Belgrade, to tell the truth, is a mournful city. Even in spring, when the young lovers owalk among the flowers in Kalemegdan, and their elders sit in the restaurants talking politics with a new and rosy vehemence because their nostrils are filled with the savor of roasting lamb and piglet, its underlying mood is an autumnal doubtfulness. The winter is going to be very long and hard. Is it going to be worthwhile living through it for the sake of what lies beyond? And those who wonder are not ignorant of what winter is, nor are they cowards. This mood is one of the deep traces left on the capital by Alexander Karageorgevich’s personality. It is still his city. If one of the mediæval Serbians who painted the frescoes in the monasteries came to life and covered a wall with Belgrade, he would certainly show the murdered king floating on his bier above the city; and if the picture were to be a valid symbol it would show the king’s tenacious and reserved face changed by doubtfulness, its reserve breaking to betray a doubt whether its tenacity had been of any avail.
Each Serbian ruler has proved something by his reign. More than once it was proved by this curious sovereignty, newer than the United States and as old as Byzantium, that a small state could defeat a vast empire; always it was proved that it is terrible, even in victory, to be a small state among great empires.

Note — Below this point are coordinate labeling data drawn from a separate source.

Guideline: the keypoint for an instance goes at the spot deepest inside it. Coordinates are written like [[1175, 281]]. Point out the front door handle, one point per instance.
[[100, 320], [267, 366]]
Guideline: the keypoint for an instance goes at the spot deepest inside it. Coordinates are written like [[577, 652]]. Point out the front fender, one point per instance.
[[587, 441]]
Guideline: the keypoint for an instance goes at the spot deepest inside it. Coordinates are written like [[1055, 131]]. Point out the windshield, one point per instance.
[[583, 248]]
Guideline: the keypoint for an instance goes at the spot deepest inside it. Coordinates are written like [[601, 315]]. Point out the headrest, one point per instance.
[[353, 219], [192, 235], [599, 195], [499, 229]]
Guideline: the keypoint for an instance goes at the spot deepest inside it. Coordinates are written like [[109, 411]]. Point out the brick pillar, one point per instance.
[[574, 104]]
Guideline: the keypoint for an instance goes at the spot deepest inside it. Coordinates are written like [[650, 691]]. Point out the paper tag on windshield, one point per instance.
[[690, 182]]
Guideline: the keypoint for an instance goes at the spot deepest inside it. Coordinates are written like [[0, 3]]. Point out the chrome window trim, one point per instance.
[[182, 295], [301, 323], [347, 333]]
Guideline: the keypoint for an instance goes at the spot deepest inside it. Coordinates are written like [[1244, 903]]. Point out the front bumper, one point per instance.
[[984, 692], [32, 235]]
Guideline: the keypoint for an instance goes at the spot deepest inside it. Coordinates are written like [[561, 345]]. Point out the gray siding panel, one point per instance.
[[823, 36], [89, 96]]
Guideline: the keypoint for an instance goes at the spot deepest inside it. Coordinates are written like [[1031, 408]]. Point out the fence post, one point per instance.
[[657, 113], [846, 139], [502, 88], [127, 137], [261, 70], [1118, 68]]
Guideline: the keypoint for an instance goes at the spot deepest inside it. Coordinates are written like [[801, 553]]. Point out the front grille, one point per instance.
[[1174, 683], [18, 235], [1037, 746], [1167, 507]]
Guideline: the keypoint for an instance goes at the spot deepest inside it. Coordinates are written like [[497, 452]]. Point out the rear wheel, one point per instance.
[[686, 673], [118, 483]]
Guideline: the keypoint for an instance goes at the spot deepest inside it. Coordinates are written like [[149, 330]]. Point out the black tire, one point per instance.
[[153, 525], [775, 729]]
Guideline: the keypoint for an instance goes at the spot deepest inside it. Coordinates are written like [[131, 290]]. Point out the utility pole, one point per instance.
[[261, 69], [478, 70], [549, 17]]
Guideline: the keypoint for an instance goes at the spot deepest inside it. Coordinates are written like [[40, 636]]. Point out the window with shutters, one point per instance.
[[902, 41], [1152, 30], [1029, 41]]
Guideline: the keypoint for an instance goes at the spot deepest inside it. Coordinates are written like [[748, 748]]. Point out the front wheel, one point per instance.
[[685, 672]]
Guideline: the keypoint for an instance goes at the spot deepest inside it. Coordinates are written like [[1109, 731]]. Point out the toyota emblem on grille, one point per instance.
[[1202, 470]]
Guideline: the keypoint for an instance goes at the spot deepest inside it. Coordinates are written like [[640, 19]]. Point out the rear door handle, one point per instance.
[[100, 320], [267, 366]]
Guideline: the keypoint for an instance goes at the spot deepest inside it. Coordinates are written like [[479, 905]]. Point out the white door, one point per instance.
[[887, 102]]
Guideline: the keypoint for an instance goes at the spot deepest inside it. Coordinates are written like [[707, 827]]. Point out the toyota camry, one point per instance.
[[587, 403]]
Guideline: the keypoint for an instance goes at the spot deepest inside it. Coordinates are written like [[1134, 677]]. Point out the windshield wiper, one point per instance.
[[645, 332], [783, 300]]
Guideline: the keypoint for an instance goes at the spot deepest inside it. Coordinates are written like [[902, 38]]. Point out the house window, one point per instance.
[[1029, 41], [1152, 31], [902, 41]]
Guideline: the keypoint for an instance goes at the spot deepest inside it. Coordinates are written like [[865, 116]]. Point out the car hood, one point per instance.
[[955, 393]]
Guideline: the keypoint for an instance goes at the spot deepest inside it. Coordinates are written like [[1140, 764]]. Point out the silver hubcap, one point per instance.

It was given to Alexander to give new proof of these arguments, and to prove others also. By the expansio of his state beyond the limits of his people’s culture, Serbia had been forced into guilt. It was, evidently, a moral necessity that small peoples should form small states, and the price extracted for the defense of morality looked to be more than men’s bodies can afford to pay. This the king had known well, as he drove stiffly through the streets of Belgrade. A dictator himself, he was the first ruler in Europe to learn what an enemy dictatorship must be to order. He knows it still better as he floats over the city on his bier. For his murder went virtually unpunished.